Gospel and spiritual-style songs like Ain’t Gonna Let Nobody Turn Me Around and Rise And Shine, by world-renowned Afro-American choral director and composer Rollo Dilworth, of Temple University in Philadelphia, emphasize deeper issues and the need to remember the sacrifices of the past, Mynhardt said.

“It’s more about ‘how can we make a difference in the world – how can we effect change, and what does peace really mean?” she said, noting that Dilworth – who accepted an invitation to do a workshop with the choirs earlier this month while visiting the Pacific Northwest – “had the children eating out of his hand” during two hours of uplifting work on both musical dynamics and message.”

“He’s really big on this,” Mynhardt said, adding that he involved children in discussions of being bullied or not being treated right.

“He told them that everybody in the world has felt at some time that they were not being treated fairly, or that their voice was not heard,” she said.

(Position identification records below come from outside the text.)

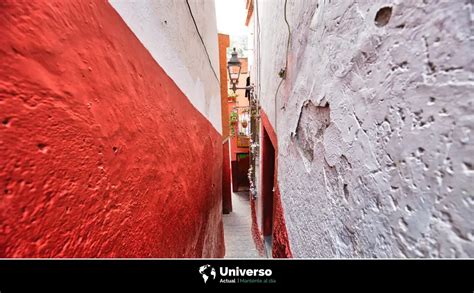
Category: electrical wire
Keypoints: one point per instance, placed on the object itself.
(202, 41)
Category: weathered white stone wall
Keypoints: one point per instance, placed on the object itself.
(167, 30)
(375, 125)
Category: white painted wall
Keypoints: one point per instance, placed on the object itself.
(391, 172)
(167, 30)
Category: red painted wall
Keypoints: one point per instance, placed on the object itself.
(101, 154)
(226, 180)
(224, 42)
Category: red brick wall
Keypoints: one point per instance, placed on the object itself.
(101, 154)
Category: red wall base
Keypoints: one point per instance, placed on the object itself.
(226, 179)
(101, 154)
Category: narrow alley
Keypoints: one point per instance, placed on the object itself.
(236, 129)
(237, 229)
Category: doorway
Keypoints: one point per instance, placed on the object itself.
(268, 175)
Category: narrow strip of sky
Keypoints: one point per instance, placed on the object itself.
(231, 15)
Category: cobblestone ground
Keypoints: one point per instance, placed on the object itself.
(237, 229)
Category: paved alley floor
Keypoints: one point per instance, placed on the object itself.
(237, 229)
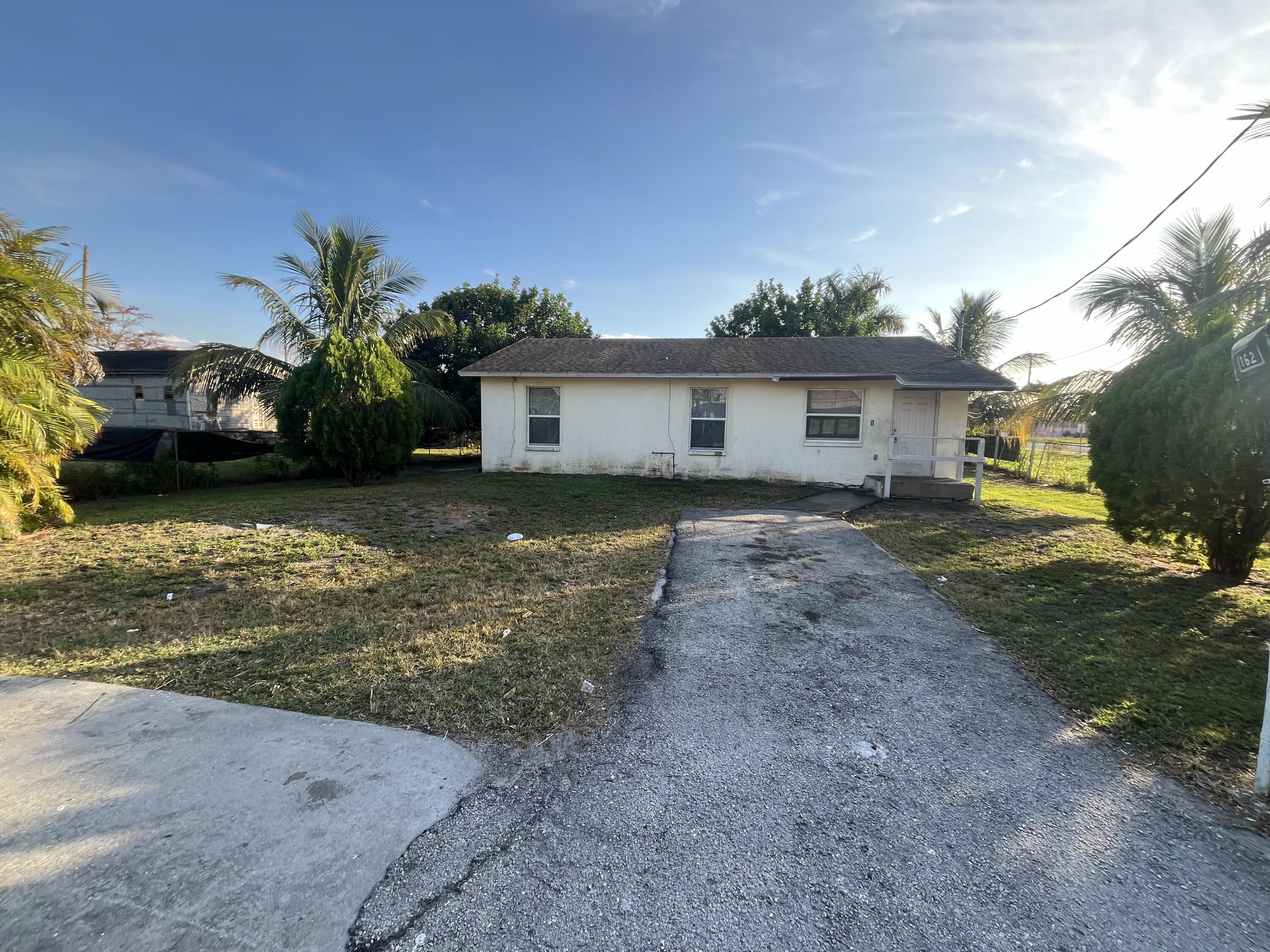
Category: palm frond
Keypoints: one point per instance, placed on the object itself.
(1027, 361)
(1256, 113)
(440, 408)
(1071, 399)
(286, 330)
(411, 328)
(233, 374)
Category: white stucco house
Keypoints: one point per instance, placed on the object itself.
(817, 410)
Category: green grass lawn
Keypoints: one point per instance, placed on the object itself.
(1143, 647)
(399, 602)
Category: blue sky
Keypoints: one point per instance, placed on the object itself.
(652, 159)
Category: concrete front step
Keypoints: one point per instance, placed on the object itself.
(921, 488)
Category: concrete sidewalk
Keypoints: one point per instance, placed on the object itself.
(135, 820)
(826, 758)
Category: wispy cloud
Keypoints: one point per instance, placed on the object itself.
(774, 197)
(784, 261)
(808, 157)
(952, 212)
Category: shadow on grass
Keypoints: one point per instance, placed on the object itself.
(1159, 655)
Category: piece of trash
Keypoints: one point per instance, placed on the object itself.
(869, 751)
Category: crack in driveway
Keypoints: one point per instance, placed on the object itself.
(826, 758)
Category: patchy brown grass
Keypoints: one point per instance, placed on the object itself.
(1142, 647)
(399, 602)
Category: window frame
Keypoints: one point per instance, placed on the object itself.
(709, 451)
(834, 441)
(529, 417)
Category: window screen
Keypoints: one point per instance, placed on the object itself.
(709, 418)
(834, 414)
(544, 414)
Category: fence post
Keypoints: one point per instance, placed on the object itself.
(1262, 784)
(978, 473)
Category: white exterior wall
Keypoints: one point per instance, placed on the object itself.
(634, 424)
(950, 422)
(187, 412)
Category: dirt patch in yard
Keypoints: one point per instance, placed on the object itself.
(400, 602)
(1140, 647)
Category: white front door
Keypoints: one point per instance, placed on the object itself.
(912, 419)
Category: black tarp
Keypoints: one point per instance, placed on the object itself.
(216, 447)
(141, 443)
(131, 443)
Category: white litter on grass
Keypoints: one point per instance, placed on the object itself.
(660, 588)
(869, 751)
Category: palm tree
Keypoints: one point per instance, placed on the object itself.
(45, 333)
(850, 305)
(351, 286)
(1203, 281)
(978, 330)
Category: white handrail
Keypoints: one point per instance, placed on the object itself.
(966, 459)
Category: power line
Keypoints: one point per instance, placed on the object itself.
(1159, 215)
(1080, 353)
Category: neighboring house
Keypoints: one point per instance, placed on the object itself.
(803, 409)
(139, 393)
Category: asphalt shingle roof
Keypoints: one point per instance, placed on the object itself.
(141, 363)
(914, 362)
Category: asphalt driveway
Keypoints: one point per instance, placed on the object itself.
(825, 757)
(143, 820)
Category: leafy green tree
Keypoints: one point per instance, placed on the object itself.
(839, 305)
(1203, 281)
(348, 285)
(350, 409)
(851, 306)
(487, 318)
(45, 332)
(1180, 448)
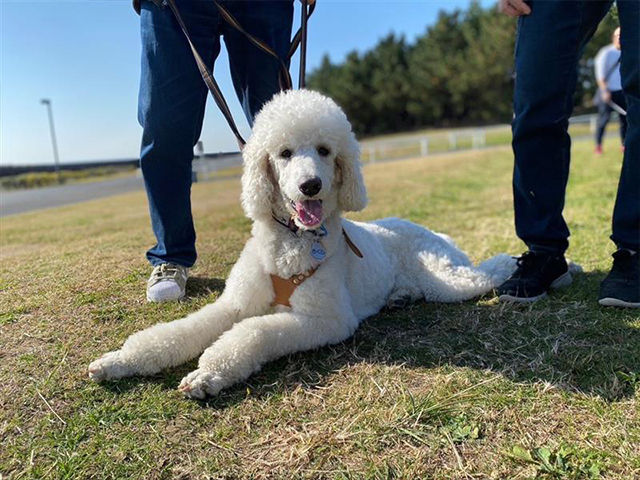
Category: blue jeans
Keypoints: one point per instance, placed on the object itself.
(173, 95)
(549, 43)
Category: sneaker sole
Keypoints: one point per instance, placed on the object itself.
(562, 281)
(616, 302)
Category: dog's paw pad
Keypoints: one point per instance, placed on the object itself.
(107, 367)
(200, 383)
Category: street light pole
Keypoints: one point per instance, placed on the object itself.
(54, 142)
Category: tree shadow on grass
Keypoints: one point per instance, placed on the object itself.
(567, 340)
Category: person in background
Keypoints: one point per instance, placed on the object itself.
(607, 70)
(171, 110)
(550, 39)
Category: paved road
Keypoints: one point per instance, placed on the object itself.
(20, 201)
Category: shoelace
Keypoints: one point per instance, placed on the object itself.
(166, 270)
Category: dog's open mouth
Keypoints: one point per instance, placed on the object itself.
(309, 212)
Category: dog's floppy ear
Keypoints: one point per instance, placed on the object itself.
(257, 186)
(352, 196)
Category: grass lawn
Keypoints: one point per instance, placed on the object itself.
(471, 390)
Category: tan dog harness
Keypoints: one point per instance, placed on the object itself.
(283, 288)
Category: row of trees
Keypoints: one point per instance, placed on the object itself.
(458, 72)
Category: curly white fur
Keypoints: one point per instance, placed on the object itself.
(241, 332)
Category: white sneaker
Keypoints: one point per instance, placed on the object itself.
(167, 283)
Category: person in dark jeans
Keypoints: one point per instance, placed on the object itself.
(551, 37)
(171, 110)
(607, 72)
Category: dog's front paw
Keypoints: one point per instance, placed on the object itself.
(108, 367)
(200, 383)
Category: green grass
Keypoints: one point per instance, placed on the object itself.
(472, 390)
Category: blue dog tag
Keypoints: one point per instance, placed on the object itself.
(317, 251)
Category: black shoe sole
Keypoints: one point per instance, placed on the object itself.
(562, 281)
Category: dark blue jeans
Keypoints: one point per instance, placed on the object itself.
(173, 95)
(549, 43)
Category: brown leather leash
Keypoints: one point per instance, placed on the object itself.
(283, 288)
(284, 78)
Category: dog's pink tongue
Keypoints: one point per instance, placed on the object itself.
(309, 212)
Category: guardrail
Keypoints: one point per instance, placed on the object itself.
(411, 145)
(422, 144)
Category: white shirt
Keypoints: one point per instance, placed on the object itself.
(605, 60)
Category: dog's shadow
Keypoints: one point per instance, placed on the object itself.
(203, 286)
(567, 340)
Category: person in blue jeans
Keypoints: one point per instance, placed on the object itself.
(550, 39)
(171, 110)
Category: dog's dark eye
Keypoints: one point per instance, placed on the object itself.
(324, 151)
(286, 153)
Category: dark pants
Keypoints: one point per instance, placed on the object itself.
(549, 43)
(173, 95)
(604, 115)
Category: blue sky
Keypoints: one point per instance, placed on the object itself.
(84, 55)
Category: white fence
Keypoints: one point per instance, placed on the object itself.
(421, 144)
(410, 145)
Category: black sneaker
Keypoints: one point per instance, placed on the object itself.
(536, 274)
(621, 288)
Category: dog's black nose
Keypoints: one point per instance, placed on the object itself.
(311, 187)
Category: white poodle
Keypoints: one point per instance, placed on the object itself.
(306, 277)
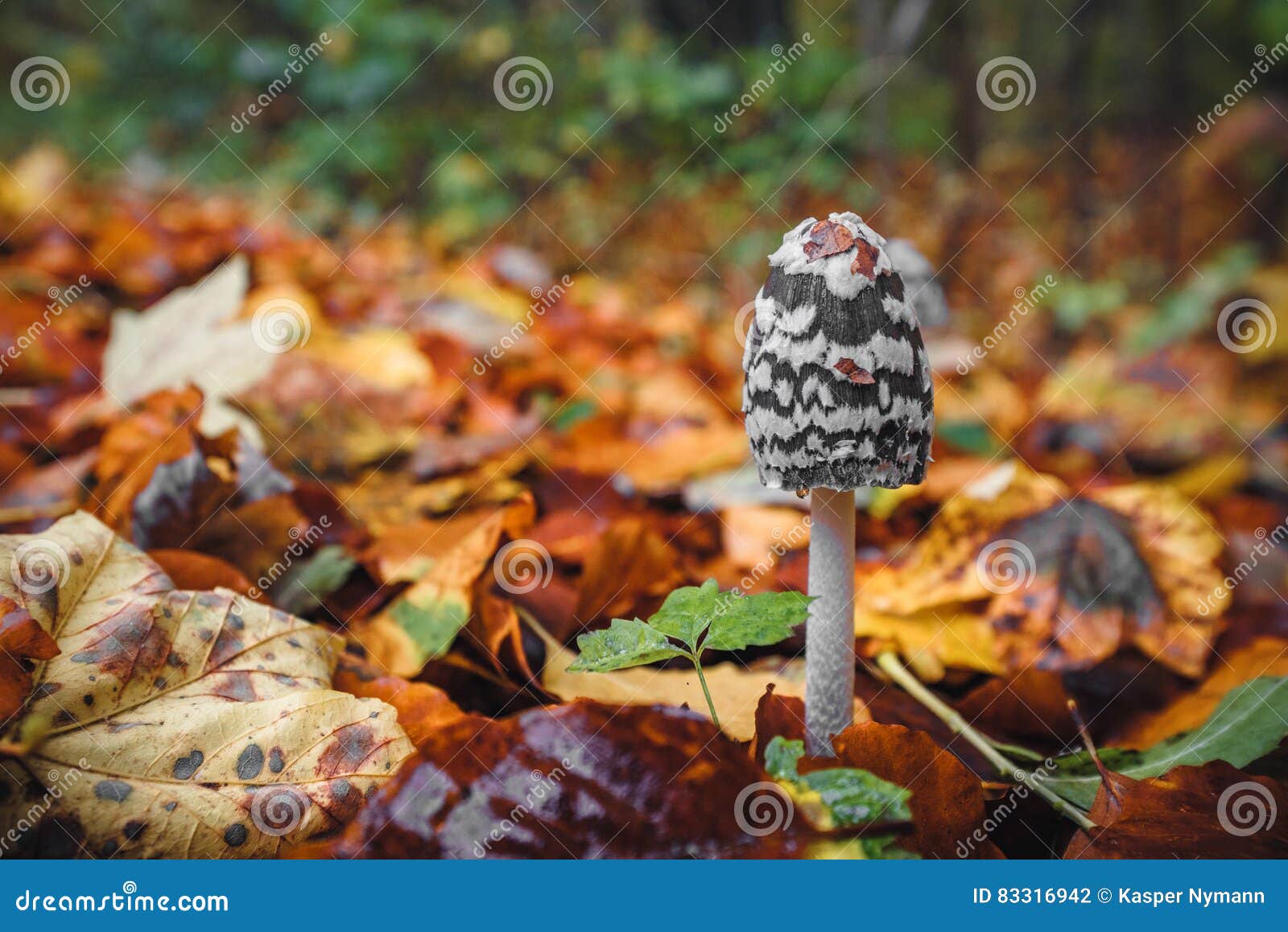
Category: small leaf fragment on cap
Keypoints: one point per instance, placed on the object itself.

Soloist Josh Bogert, 15 – a well-known performer who is also engineering and producing the choirs’ new CD, Rejoice and Sing, will provide his own perspective with one of his compositions, Carved in Stone.

“It was a song he wrote last year about seeing a war memorial, and what it meant to him,” Mynhardt said.

“The message... is that everyone can come together in peace – no matter where you come from.”